Note that some definitions, such as the definition for <constant>, are recursive. This is useful as it allows us to create constants that are potentially infinite in length.

The advantage of using BNF as opposed to a syntax diagram is that BNF can be entered into and interpreted by a computer, whereas a syntax diagram can't be interpreted in the same way.

Optimisation

Optimisation is the process of making code more efficient. This means removing unnecessary steps and rephrasing complicated expressions.

e.g. The expression z = x^2 + 2*x*y + y^2 can be simplified to z = (x+y)^2

Optimisation is typically done in the back-end of the compiler, as it converts the program to assembly code and then an executable file.
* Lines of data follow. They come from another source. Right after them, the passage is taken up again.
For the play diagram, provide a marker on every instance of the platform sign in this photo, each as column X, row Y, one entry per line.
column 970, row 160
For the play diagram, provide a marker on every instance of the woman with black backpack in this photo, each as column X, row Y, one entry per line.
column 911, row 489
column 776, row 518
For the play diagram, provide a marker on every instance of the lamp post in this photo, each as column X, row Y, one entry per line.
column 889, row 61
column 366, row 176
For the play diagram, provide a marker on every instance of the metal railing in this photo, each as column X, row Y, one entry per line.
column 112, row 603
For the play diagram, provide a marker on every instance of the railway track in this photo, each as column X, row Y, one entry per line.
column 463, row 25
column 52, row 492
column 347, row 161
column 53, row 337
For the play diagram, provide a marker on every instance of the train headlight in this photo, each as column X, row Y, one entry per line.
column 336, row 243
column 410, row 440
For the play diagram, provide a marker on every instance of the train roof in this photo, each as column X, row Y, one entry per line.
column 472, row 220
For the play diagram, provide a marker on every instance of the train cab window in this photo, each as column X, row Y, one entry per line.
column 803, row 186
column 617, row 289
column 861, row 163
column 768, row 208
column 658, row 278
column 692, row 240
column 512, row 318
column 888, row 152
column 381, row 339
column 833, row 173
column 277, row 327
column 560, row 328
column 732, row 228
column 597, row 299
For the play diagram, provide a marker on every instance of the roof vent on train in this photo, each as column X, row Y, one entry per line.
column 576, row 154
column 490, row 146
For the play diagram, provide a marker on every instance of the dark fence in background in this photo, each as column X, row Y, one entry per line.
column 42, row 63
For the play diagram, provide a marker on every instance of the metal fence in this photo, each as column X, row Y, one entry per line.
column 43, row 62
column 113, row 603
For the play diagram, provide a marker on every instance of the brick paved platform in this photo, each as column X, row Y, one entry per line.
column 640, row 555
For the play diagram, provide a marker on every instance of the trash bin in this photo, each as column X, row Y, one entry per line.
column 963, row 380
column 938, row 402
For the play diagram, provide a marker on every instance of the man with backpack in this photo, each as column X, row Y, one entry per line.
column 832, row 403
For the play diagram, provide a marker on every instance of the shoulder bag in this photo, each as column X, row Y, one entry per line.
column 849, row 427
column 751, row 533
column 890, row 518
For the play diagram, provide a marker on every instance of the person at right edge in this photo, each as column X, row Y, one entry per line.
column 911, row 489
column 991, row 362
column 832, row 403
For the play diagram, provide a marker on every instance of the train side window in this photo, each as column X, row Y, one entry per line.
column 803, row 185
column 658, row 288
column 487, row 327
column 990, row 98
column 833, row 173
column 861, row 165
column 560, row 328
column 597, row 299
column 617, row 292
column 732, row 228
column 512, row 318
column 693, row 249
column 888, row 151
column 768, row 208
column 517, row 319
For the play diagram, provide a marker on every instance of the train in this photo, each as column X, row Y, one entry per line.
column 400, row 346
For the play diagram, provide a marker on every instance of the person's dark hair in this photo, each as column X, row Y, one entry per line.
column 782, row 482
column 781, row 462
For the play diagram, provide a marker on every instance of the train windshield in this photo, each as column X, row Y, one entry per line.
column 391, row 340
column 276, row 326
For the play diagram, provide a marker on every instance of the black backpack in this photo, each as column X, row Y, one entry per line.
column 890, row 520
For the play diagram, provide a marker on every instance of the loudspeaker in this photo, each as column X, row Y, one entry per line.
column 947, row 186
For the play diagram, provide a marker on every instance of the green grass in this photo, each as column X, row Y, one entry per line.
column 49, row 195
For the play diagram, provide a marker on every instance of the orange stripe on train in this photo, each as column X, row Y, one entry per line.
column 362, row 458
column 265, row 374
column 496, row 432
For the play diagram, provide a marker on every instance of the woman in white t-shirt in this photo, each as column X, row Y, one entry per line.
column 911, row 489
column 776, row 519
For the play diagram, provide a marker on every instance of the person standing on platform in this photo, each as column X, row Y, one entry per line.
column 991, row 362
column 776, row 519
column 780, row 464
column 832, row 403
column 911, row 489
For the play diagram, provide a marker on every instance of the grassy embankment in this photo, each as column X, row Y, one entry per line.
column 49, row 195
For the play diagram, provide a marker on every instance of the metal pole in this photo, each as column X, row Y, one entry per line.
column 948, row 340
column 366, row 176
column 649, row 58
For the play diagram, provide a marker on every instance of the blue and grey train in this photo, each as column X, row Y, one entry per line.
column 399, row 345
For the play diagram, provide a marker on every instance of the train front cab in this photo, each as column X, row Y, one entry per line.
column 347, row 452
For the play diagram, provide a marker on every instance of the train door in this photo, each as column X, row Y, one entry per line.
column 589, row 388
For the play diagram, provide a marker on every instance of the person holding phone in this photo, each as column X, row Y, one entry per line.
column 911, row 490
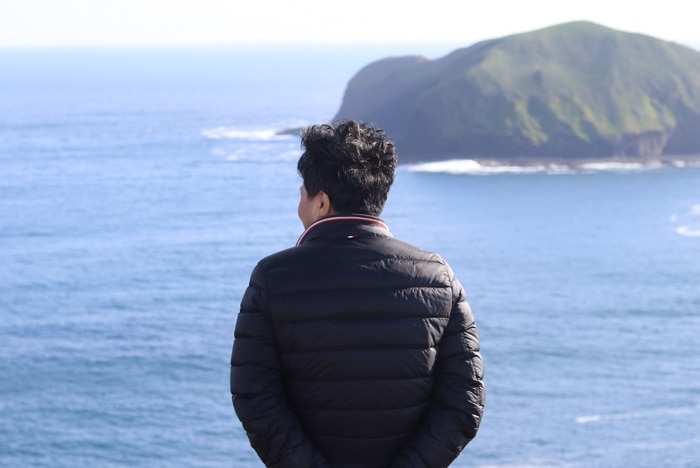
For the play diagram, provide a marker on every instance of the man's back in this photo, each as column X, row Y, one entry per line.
column 362, row 330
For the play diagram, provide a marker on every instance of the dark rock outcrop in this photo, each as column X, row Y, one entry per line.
column 577, row 90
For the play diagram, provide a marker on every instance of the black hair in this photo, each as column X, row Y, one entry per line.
column 352, row 162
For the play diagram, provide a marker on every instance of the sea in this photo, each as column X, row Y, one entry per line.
column 140, row 186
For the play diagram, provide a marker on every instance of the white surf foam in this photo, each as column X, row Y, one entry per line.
column 688, row 231
column 472, row 167
column 237, row 133
column 653, row 413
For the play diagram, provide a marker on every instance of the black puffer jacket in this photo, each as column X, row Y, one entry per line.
column 354, row 349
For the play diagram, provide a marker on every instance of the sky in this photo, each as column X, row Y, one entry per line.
column 150, row 22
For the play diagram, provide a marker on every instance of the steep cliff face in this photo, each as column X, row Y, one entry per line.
column 572, row 90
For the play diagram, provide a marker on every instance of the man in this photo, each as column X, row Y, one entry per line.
column 354, row 349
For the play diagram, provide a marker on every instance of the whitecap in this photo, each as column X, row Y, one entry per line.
column 472, row 167
column 688, row 231
column 620, row 166
column 588, row 418
column 237, row 133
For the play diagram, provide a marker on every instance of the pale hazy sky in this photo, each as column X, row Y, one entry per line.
column 95, row 22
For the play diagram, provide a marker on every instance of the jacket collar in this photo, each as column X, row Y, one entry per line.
column 346, row 225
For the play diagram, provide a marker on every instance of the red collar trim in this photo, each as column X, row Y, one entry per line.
column 334, row 219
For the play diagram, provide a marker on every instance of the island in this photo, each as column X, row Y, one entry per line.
column 572, row 92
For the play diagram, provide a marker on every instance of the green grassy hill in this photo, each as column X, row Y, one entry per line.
column 572, row 90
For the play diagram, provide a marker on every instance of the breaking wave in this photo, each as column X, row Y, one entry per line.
column 237, row 133
column 473, row 167
column 688, row 222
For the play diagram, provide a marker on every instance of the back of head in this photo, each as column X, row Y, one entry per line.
column 352, row 162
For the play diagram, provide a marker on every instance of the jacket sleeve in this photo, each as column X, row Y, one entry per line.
column 453, row 416
column 257, row 387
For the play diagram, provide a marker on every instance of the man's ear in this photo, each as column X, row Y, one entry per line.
column 325, row 207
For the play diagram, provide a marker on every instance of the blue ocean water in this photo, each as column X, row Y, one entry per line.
column 139, row 187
Optimisation is beneficial because:

It reduces the amount of time that the program will take to run.
It reduces the amount of space that the program will take up in memory.

Reverse Polish Notation (RPN)

Reverse Polish Notation is a way of representing expressions such that it is easier to evaluate them with a stack. It is to be contrasted against the more common infix notation.

In infix notation, operands are placed on both sides of an operator, with the operator sandwiched between them. (e.g. 2+2) Whereas, in RPN, the operands are written first and the operator is placed at the end. (e.g. 2 2 +)

Converting from Infix notation to RPN with a parse tree

To convert an expression, such as (2+x)^(3-y), to RPN, it can be useful to make a parse tree.

A parse tree for the expression (2+x)^(3-y)

Evaluating RPN using a stack

Evaluating the RPN expression 3 10 5 + * with a stack

When evaluating an RPN expression with a stack, we need to follow a few rules:

When we encounter a variable or number, we push its value onto the stack.
When we encounter an operator, we pop the top values from the stack then apply the operation to them.
When the evaluation is complete, there should be one item left in the stack, which is the answer.